Wendell Weeks - Chairman, CEO
I would say it's pretty much the same approach we had at analyst day. Remember for us we'll have two things that are going to tend to balance out. We will see how the opportunities lag. One way or the other on that. On one side valuations are down and we're very strong financially, so that raises the probability of us doing some smart external development. On the other hand, we are never going to do anything that challenges the fundamental stability of Corning. And we always aim at being here for another 150 years, of independence and innovation that tends to make us be conservative and not overreach. So no change in approach, and we will just seek and we get an opportunity that manages to fit through that cycle being something that we would be outstanding at, the valuation being right and at the same time being totally consistent with our strategic frame work.
Nikos Theodosopoulos - Analyst
Thanks a lot.
Ken Sofio - VP, IR
We got time for one more question.
Operator
That will be from the line of Brandon Furlong with Miller Tabak.
Brandon Furlong - Analyst
Three quick questions. On the telecom side you mentioned that the datacom/enterprise part of the telecom was weak in Q1 any further color on that into Q2?

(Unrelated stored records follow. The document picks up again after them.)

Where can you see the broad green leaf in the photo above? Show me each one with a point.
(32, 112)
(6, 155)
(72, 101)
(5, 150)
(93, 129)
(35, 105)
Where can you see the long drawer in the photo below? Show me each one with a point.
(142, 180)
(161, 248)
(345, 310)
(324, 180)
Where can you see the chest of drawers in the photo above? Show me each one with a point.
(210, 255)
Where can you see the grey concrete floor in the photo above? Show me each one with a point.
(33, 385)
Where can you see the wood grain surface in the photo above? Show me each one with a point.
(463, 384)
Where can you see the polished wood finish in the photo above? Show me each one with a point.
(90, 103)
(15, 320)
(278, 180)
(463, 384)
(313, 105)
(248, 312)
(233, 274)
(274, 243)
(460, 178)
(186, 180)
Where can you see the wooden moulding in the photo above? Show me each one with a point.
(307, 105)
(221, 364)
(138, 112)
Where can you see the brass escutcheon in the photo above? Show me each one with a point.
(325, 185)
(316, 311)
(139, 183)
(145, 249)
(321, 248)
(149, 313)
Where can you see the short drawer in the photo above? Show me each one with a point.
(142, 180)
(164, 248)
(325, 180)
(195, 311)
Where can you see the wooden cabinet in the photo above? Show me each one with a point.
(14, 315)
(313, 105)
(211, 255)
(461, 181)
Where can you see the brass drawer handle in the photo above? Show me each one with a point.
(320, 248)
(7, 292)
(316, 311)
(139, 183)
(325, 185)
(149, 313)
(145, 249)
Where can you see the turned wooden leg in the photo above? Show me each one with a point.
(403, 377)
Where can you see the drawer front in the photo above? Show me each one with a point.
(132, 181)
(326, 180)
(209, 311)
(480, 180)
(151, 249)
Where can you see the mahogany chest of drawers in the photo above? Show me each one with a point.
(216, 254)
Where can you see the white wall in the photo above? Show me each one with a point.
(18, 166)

Wendell Weeks - Chairman, CEO
Well, as we take a look going in to quarter two, we expect overall telecom sales to be modestly higher. And that being driven really around the same dynamics we expect relative flatness in some of the areas that were down and continued strength in those areas that were up.
Brandon Furlong - Analyst
Understood. Second question, on in the firing up on the tanks, you're firing them up in May and June it would be -- the way to characterize the impact of gross margin in Q3 as significant again?
Jim Flaws - Vice Chairman, CFO
Yes. Basically you are going to get the glass coming off those tanks assuming the volume remains as we think it is, to come in extremely high variable gross margins.
Brandon Furlong - Analyst
Great. Last question on the pricing front, I have you roughly down 8%, quarter on quarter on pricing. Normally 2%, you were more moderate in Q2, do you think you can get halfway back to the more normalized level?
Jim Flaws - Vice Chairman, CFO
I'm sorry I'm not going to confirm that.
Brandon Furlong - Analyst
Okay. Thanks a lot.
Jim Flaws - Vice Chairman, CFO
Thank you. Jim, just a couple of quick investor related announcements, first, Ken and I will be in London on Tuesday May 5, meeting investors, we will have a open luncheon that day and if there's anybody interested in attending you should call Ken. Second, I will be presenting at the JPMorgan technology conference in Boston on Monday on May 18. Lastly, Wendell will be presented at the Sanford Bernstein strategic decisions conference on May 28. We hope to see you at one of these events. Ken?
Ken Sofio - VP, IR
Thank you Jim and thank you Wendell and thank you all for listening today. A playback of the call will available starting at 10:30 a.m. Eastern time today. Run till 5:00 Eastern time on Monday May 11, to listen dial 800-475-6701. The access pass code will be 994513. The audiocast also available on our website during that time, that concludes our call, please disconnect all lines.
Operator
Certainly. Ladies and gentlemen, you may now disconnect.